The cleanup of thousands of pulp logs dumped from a barge that ran aground in the Northumberland Strait 12 days ago expanded Monday.
People around Chance Harbour, Pictou County, said their area was being ignored by clean up crews and they could not get anyone to take responsibility.
Anticosti Forest Products, the company that owns the wood, reacted quickly after resident Paul Sobey released photographs showing the logs had drifted 20 kilometres east of the grounding to Chance Harbour.
The images show logs littering beaches and coves much farther down the coast than expected.
The 100-metre Sault au Cochon barge was carrying 6,400 tonnes of wood, machinery and oil when it ran aground on a reef in the Northumberland Strait. High winds snapped the tow line between the barge and the tugboat Florence M.
A small amount of oil has been cleaned up, but the 2.5 metre logs are still washing onshore or bobbing in the strait, where they could be a navigation hazard.
Anticosti promised to pick up its wood from the water but Sobey, the chief executive of the grocery chain that bears his family's name, questioned why the cargo sailed in the first place, given the poor weather forecast.

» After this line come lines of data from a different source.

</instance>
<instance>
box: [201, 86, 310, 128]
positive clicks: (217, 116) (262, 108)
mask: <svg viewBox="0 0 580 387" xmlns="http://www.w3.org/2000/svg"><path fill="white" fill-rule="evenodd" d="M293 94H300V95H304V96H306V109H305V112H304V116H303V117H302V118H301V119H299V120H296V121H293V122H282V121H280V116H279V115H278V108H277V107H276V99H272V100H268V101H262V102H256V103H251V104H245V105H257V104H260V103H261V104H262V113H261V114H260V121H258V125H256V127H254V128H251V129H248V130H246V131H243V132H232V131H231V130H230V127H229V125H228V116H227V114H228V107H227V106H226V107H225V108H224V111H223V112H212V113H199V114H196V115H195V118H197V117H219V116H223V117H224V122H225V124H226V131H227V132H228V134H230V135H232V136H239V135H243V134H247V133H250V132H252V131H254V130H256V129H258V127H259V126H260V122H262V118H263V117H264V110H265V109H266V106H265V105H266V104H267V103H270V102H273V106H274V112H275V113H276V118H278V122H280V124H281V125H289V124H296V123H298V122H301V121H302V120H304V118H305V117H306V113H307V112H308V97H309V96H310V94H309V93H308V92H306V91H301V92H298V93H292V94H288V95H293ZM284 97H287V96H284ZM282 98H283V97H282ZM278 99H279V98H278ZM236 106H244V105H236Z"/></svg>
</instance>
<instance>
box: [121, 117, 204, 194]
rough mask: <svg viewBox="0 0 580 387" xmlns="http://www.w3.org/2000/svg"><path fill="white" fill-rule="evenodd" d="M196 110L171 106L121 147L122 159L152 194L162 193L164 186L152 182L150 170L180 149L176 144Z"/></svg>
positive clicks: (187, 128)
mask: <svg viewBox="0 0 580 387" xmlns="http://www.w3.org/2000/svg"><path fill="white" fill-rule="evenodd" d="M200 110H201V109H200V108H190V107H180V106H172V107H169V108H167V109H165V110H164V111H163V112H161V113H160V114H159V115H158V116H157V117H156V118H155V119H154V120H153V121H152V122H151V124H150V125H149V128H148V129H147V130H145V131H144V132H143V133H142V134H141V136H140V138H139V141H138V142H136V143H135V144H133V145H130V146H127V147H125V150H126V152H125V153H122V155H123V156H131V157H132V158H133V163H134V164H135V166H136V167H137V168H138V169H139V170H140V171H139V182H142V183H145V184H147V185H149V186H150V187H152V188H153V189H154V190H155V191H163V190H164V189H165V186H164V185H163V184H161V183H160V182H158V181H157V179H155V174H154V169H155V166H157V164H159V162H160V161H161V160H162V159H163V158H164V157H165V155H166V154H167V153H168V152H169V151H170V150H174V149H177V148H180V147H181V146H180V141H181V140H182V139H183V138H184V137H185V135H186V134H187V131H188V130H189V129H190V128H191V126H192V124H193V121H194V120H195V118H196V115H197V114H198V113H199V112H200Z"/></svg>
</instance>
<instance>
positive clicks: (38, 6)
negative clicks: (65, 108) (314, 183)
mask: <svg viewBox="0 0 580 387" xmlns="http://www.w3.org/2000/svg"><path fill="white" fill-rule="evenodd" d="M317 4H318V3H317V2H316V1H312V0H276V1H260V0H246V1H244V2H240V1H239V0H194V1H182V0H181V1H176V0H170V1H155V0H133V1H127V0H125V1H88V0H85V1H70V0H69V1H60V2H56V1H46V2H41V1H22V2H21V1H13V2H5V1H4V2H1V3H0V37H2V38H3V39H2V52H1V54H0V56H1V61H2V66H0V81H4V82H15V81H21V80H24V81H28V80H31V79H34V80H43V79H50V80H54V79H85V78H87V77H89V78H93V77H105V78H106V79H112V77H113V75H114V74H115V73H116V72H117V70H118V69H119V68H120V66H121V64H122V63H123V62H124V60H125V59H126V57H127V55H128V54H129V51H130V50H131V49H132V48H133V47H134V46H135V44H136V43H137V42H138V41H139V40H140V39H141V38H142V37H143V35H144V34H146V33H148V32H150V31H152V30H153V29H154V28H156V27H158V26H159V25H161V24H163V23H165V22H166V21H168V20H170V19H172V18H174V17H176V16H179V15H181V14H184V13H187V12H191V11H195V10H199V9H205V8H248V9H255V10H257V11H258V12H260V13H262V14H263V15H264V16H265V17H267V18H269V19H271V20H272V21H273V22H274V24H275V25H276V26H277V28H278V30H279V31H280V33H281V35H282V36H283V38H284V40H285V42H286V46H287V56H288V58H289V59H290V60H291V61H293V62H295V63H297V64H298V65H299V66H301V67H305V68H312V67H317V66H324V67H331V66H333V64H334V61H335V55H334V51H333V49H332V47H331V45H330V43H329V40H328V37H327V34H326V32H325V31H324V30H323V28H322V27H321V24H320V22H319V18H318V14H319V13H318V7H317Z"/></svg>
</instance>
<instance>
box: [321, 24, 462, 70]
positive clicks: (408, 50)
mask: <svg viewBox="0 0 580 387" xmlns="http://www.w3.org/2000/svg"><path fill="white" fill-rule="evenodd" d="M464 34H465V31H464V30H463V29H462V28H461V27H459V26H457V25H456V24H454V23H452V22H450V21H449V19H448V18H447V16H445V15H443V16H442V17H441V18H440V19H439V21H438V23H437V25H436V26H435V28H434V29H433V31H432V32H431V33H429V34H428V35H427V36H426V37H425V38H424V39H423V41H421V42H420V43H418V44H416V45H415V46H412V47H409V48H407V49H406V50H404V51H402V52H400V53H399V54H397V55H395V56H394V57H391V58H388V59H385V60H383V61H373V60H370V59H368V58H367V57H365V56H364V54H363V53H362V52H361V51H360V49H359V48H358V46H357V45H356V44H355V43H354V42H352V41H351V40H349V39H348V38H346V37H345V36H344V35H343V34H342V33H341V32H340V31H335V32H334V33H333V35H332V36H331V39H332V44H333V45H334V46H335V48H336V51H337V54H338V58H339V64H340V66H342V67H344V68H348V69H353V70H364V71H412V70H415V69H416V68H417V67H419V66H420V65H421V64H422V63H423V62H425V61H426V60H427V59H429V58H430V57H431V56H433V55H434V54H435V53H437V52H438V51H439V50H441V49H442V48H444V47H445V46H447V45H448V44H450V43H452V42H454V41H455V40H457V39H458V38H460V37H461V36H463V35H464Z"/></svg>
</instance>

"The shipping of that product from the distance they moved it, in those type of conditions, was that a reckless act?" he asked Friday. "I'm not a lawyer, but it needs to be asked. It was one of the roughest storms we had and it was an extended period of time."
Thousands of Nova Scotians lost power during the Nov. 10 storm that caused the barge to run aground near Pictou.
Blair McKeil owns McKeil Marine, the company that supplied the barge to transport the wood from Quebec to Abercrombie, N.S. He said it was not unusual to have barges working at this time of year.
"There's still vessels trading at this time of year to Newfoundland and different places. We just got caught in a bad weather front," he said. "You're aware of the flooding. I think we just ended up in an unprecedented storm."
Sobey's photographs prompted Anticosti to move a fishing boat to Chance Harbour to try and retrieve the logs.
The company has recovered about half the lost cargo, leaving about 2,000 tonnes onshore or still in the water. The barge is still in the water.